「資産が4000万円あるんですよ」──もし私がそう口にすると、大抵の場合、相手からは「え〜! すごいですね! もう働かなくてもいいじゃないですか〜」といった驚きと羨望の声が返ってきます。その反応、とてもよく理解できます。多くの人にとって、数千万円という資産は、まさに「自由」や「安心」の象徴のように映るのでしょう。
しかし、実際のところは、皆さんが想像している現実とは少し異なります。私自身の経験から言えば、残念ながら、これまで抱えていた悩みは、ぜんっぜん消えていません。それどころか、正直なところ、以前よりも心の奥底で感じるモヤモヤや、新しい種類の不安が、むしろちょっと増えている気さえするのです。今日は、このアッパーマス層(※金融資産3,000万円以上1億円未満の世帯)が直面する、意外な現実について、私の内面をさらけ出しながら深く掘り下げていきたいと思います。
かつての僕「資産3000万あれば無敵」──それは完全な幻想でした
まだ資産が少なかった頃の私は、漠然とこんな風に考えていました。
- 「資産が3000万円あれば、もうFIRE(経済的自立と早期リタイア)も夢じゃない!」
- 「4000万円に到達したら、会社なんてすぐに辞めてやる!」
- 「5000万円もあれば、モルディブに豪華な別荘を建てて悠々自適な生活を送れるだろう!」(ちなみに、モルディブがどこにあるかすら、当時は正確に知りませんでしたが、とにかく夢は膨らんでいました)
そして、実際に資産が4000万円に到達した今、目の前にある現実は、かつての甘い想像とはかけ離れたものでした。
「……いや、会社辞めるのは、やっぱりちょっと怖いな」 「積立NISAの非課税枠、もうちょっと埋めておきたいし…」 「ていうか、この後どうする? この資産をどう活用していけばいいんだ?」
かつては「お金があれば自由になれる」と固く信じていたはずなのに、いざ資産が増えると、なぜか選択肢が増えすぎてしまい、かえって迷走しているような感覚に陥っているのです。これは、一体どういうことなのでしょうか。
“上を見ればキリがない”地獄、アッパーマス編
特に、SNSなどでFIREや資産形成に関する情報に触れると、このアッパーマス層特有の“上を見ればキリがない”という地獄を痛感します。
ある日、タイムラインに「資産7000万達成!サイドFIREへの道が見えてきた」といった投稿が流れてきたとします。そんな情報が目に入った瞬間、「え、こっちは4000万で“悟りを開いた”とか言ってたのに、めちゃくちゃ恥ずかしいわ…」と、一人で勝手に落ち込んでしまうのです。
FIRE界隈を覗けば、「35歳で完全FIREしました!」「配当金だけで暮らしています!」といった、華々しい成功体験がゴロゴロ転がっています。一方で、私はというと「明日の会議資料、まだ手をつけてない…」「あの顧客への提案書、今日中に仕上げなきゃ…」と、目の前の現実的なタスクに追われ、ため息をついている。この落差が、さらなるモヤモヤを生み出します。
結局のところ、アッパーマス層というのは、“上を見ると自分はまだまだ中途半端だ”と感じ、かといって“下を見ると、こんなに資産があるのに文句を言うのは申し訳ない”と感じてしまう、なんとも複雑な立ち位置なのです。この板挟みのような感覚が、なかなかにメンタルに響いてくる現実です。

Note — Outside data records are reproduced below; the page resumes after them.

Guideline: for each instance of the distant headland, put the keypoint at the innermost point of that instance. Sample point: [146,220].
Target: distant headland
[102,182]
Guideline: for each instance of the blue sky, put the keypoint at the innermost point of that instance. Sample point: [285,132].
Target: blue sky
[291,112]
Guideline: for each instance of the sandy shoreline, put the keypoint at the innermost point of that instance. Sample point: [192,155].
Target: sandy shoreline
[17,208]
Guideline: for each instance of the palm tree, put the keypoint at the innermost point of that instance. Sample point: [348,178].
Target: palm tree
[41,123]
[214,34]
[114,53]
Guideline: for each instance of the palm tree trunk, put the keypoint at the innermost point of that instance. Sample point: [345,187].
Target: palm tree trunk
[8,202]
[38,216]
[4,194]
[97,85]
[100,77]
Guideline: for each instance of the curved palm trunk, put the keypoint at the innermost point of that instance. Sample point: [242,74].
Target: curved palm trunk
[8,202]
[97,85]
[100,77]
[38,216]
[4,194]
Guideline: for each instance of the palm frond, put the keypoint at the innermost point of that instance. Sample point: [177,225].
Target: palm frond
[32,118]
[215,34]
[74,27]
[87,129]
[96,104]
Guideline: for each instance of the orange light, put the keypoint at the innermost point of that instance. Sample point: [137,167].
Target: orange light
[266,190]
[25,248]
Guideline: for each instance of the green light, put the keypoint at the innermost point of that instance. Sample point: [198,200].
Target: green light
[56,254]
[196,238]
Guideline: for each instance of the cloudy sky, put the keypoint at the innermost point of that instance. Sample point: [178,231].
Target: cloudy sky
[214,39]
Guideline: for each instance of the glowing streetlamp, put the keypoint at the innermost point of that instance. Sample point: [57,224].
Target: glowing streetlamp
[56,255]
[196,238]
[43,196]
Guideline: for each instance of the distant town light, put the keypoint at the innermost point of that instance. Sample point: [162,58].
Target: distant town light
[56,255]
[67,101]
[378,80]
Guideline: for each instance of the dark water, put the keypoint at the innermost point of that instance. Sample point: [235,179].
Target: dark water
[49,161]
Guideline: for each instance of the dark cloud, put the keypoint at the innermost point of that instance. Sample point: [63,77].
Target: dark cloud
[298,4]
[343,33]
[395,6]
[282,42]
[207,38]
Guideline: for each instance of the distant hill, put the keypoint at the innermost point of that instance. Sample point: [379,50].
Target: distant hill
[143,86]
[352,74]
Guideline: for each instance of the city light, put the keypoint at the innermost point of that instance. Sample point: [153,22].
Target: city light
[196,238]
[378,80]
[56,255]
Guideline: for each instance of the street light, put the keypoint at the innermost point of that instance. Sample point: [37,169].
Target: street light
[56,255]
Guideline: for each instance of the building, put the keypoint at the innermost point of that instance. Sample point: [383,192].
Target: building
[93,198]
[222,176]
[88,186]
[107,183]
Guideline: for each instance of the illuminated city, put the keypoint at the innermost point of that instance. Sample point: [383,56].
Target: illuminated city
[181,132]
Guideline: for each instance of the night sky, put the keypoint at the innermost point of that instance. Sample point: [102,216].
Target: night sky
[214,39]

選択肢が増える=人生というメニューが分厚くなる、その裏側
資産が増えると、「人生の選択肢が増え、何でも選べるようになる」とよく言われます。確かに、経済的な制約が少なくなることで、理論上は多くの道が開けます。しかし、この「何でも選べる」という言葉の裏を返せば、それは「すべて自分で決めなければならない」という、新たなプレッシャーに直面することでもあります。
- 家を買うべきか、それとも賃貸で柔軟に暮らすか。
- 完全にFIREして会社を辞めるか、それとも窓際族として細く長く働き続けるか。
- 積立NISAの非課税投資枠と成長投資枠、今年はどのように使い分けるのが最適か。

お金がなかった頃の方が、「選択肢が少ない」というある種の強制力があったおかげで、かえって「決断」の数が少なく、精神的には楽だったのではないか、という説まで浮上してきます。
「選択肢が増えること」は、まるで分厚いメニューの中から一品を選ぶようなものです。それが「ご褒美」だと思っていたら、実は無限の可能性から一つを選び取らなければならないという“プレッシャー”だった、という現実に直面するのです。
「足りてるけど不安」って、一番モヤる状態かもしれない
通帳の残高を見て、「まあ、それなりにあるな」と、ひとまず安心することはできます。しかし、それと同時に、まるで小さな軍団のように、脳内で不安のミニ軍団がちょこちょこ騒ぎ出すのです。
- 「これから先、インフレがもっと進んだら、この資産の価値はどうなるんだろう?」
- 「日本経済の将来は本当に大丈夫なのか?」
- 「(まだ予定もないのに)将来、子どもができて、教育費や生活費で頼られたらどうしよう?」
これらの不安は、物理的な「足りなさ」からくるものではなく、「満たされているはずなのに、将来に対する漠然とした予防的な不安」です。そして、この“満たされた安心感”よりも、“予防的な不安”の方が、実は心の奥底に根深く宿り、モヤモヤとした状態を生み出すのかもしれません。完全に満たされていれば悩みは消えるという、かつての幻想が打ち砕かれる瞬間です。

おわりに──悩みは“金額”じゃなく“仕組み”に宿る
アッパーマス層とは、世間的には「勝ち組」と見なされながらも、「完全なFIRE民」と呼ぶにはまだ距離がある、何とも言えないポジションだと感じています。例えるなら、それはちょっと落ち着いた“思春期のお金持ち”のようなものかもしれません。
お金は確かにあります。しかし、それが人生の全てを解決してくれるわけではない。まだ「何者かになった」という確固たる自信があるわけでもなく、それに伴う新たな不安やモヤモヤが、常に付きまとってくる。
だからこそ、私は今日も、迷いながらも地道にインデックス投資を積み立て続けています。それは、単なる資産形成だけでなく、未来に対する自分の「行動」を続けることでもあります。人生は、派手な大逆転劇ばかりではありません。むしろ、地味に、着実に、一歩ずつ続くものです。そして、悩みは単なる「金額」の問題ではなく、その「金額」をどう捉え、どう活用していくかという「仕組み」や「心のあり方」に宿るのだと、このアッパーマス層の現実を経験して改めて痛感しています。